Top billing. Photo: Adam Roy
Last Thursday, some 1,800 people came out for the premiere of the sixth annual Reel Rock Tour at the Boulder Theater in Boulder, Colorado. The tour is always popular, but this year, the atmosphere outside the premiere was more like a rock concert than a rock climbing show, complete with ticket scalpers and a round-the-block line.
This year's lineup consists of six standalone shorts on subjects ranging from ice climbing (Ice Revolution) to big walls (Race for the Nose and Project Dawn Wall). It's also the first to feature a film produced by an outside company, Cold, a raw, moody chronicle of the first winter ascent of Gasherbrum II. Notably absent is Chris Sharma, who, for the first time in Reel Rock's history, doesn't appear in any of the films.
The most memorable cut for me was Origins: Obe and Ashima. This emotionally resonant little picture follows 9-year-old bouldering phenom Ashima Shiraishi and her coach Obe Carrion, as they travel to ABS Youth Nationals and boulder at Hueco Tanks, Texas. Ashima, who's bouldered up to V11, is incredible, but the film focuses equally on Carrion, himself a climbing prodigy who burned out and abandoned the sport before rediscovering it as a teacher.

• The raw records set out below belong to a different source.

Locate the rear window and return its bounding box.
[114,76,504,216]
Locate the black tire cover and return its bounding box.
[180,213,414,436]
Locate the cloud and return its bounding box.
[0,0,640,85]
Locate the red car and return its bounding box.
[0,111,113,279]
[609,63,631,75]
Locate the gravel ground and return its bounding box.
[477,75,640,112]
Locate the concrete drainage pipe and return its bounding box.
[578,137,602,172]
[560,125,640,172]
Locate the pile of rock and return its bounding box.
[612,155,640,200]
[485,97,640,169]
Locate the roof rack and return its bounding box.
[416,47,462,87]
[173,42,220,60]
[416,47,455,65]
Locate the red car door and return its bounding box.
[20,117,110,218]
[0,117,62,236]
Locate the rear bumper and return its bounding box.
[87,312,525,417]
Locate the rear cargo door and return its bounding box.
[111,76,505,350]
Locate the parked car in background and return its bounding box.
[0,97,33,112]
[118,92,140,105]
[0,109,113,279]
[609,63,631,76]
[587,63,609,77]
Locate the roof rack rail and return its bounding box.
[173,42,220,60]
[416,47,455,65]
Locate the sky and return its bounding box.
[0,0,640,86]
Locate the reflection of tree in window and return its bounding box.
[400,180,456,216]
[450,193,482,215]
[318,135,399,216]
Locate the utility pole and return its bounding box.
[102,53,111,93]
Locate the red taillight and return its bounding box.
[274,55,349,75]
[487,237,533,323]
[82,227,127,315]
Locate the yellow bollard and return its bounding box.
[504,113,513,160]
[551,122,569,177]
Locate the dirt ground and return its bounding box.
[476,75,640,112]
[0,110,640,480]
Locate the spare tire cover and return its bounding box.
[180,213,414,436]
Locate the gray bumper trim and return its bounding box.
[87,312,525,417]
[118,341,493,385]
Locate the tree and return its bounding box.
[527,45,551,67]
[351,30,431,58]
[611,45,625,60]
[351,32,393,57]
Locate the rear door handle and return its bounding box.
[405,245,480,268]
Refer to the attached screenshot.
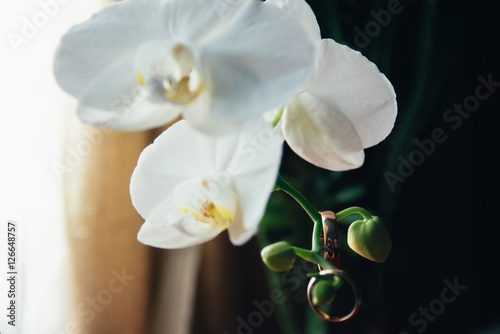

If the show has a wildcard, it's Sketchy Andy, which profiles slackline daredevil Andy Lewis. Besides featuring almost no climbing, the film spends so much of its time showing Lewis risking his life in squirm-inducing ways—setting a free-solo highline record, highlining naked, botching two BASE jumps—that it's sure to raise some viewers' hackles even as it fascinates others. Filmmaker Chuck Fryberger collaborated with Sender on this piece, and his eye for a stunning shot comes through.
With this latest tour, Sender and Big UP seem to have found the sweet spot between well-shot rock porn and History Channel documentary. If you like climbing, or even just watching climbing, it's well worth the ticket price.